At Baylor College of Medicine, Dr. Na Li’s lab and her colleagues have been investigating AFib’s underpinnings and identified key molecules and associated processes contributing to the development of persistent AFib forms. Their findings, published in the journal Circulation Research, represent a crucial step toward developing a therapeutic strategy to prevent AFib progression and maintenance.

Research on FKBP5 brings new insights

“Previous studies have shown a reduction in the expression of the FKBP5 gene in patients with AFib,” said Li, associate professor of medicine and corresponding author of the work. “Even though this gene has been well studied in brain cells, its role in the heart had not been examined before. In this study we investigated whether a reduced activity of gene FKBP5 was causally linked to AFib and delineated its function in the heart using animal models.”

First, the researchers measured the levels of protein FKBP5 in heart samples of patients with chronic AFib. They found that the levels were significantly reduced, when compared to those in individuals without the condition.

Then, the team developed a mouse model of AFib in which the gene Fkbp5 was absent only in heart cells, called cardiomyocytes. “These Fkbp5-deficient mice had an increased susceptibility to AFib, mimicking the condition we see in patients,” Li explained. “Restoring FKBP5 protein levels specifically in the atria, the two upper heart chambers, resulted in a lower propensity to AFib compared to the Fkbp5-deficient mice.” These studies demonstrate a causal relationship between reduced FKBP5 protein level and the enhanced AFib susceptibility.

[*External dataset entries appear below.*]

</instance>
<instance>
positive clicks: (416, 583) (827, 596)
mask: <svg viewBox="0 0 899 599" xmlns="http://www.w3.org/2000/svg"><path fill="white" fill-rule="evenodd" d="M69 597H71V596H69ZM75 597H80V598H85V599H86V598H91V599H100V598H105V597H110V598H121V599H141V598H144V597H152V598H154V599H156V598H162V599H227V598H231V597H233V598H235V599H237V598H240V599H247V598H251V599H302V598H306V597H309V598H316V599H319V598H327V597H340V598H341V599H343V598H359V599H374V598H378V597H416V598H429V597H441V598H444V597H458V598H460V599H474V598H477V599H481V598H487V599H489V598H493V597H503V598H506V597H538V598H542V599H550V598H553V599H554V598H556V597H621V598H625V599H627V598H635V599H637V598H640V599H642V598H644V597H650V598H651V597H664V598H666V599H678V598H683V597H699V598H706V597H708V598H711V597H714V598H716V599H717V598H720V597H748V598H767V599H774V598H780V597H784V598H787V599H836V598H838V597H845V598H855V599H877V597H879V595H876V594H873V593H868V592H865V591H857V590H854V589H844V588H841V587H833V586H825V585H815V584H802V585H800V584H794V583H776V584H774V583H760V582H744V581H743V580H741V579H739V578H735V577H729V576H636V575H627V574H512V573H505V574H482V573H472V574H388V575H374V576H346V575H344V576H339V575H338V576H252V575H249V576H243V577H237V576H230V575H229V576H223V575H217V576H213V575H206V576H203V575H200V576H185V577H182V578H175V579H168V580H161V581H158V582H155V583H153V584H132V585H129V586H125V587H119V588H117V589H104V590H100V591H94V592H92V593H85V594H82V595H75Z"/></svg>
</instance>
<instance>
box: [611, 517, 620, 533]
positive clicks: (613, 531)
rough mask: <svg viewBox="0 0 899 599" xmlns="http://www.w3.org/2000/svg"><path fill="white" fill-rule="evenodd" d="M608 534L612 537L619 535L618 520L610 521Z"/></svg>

New pieces in the AFib puzzle reveal therapeutic potential

In the animal model, the absence of FKBP5 protein promoted an increase in the level and function of another protein called NCX1 – a key ionic transporter molecule in excitable cells like cardiomyocytes. The elevated level of NCX1 in chronic AFib patients was already known; however, the molecular mechanism behind this phenomenon remained unclear prior to this study. The team discovered that the absence of FKBP5 indirectly increased NCX1 production in cardiomyocytes by enhancing the activity of the transcription factor HIF-1a, which then promoted NCX1 transcription. 

“Interestingly, the increased activity of HIF-1a has been previously associated with AFib patients. Yet, for the first time, we’ve unveiled a mechanistic link between enhanced HIF-1a function and its pro-arrhythmic effect through modulation of NCX1 expression,” Li said.

More importantly, the researchers found that normalizing HIF-1a activity with compound 17-AAG in Fkbp5-deficient mice can prevent AFib, pointing to FKBP5 as a potential novel target for the treatment of this life-threatening condition.

Other contributors to this work include Xiaolei Wang, Jia Song, Yue Yuan, Luge Li, Issam Abu-Taha, Jordi Heijman, Liang Sun, Shokoufeh Dobrev, Markus Kamler, Liang Xie, Xander H.T. Wehrens, Frank T. Horrigan and Dobromir Dobrev. The authors are affiliated with one or more of the following institutions: Baylor College of Medicine, University of Duisburg-Essen, Maastricht University, Montreal Heart Institute and Université de Montréal.

This study is supported by grants from the National Institutes of Health (R01HL136389, R01HL163277, R01HL147108, R01HL131517, R01HL089598, R01-HL160992, UM1HG006348, R01DK114356, S10OD032380 and P30CA125123). Further support was provided by the European Union (large-scale network project MAESTRIA No. 965286), the Netherlands Organization for Scientific Research (NWO/ZonMWVidi 09150171910029) and American Heart Association (23POST1013888 and EIA 936111).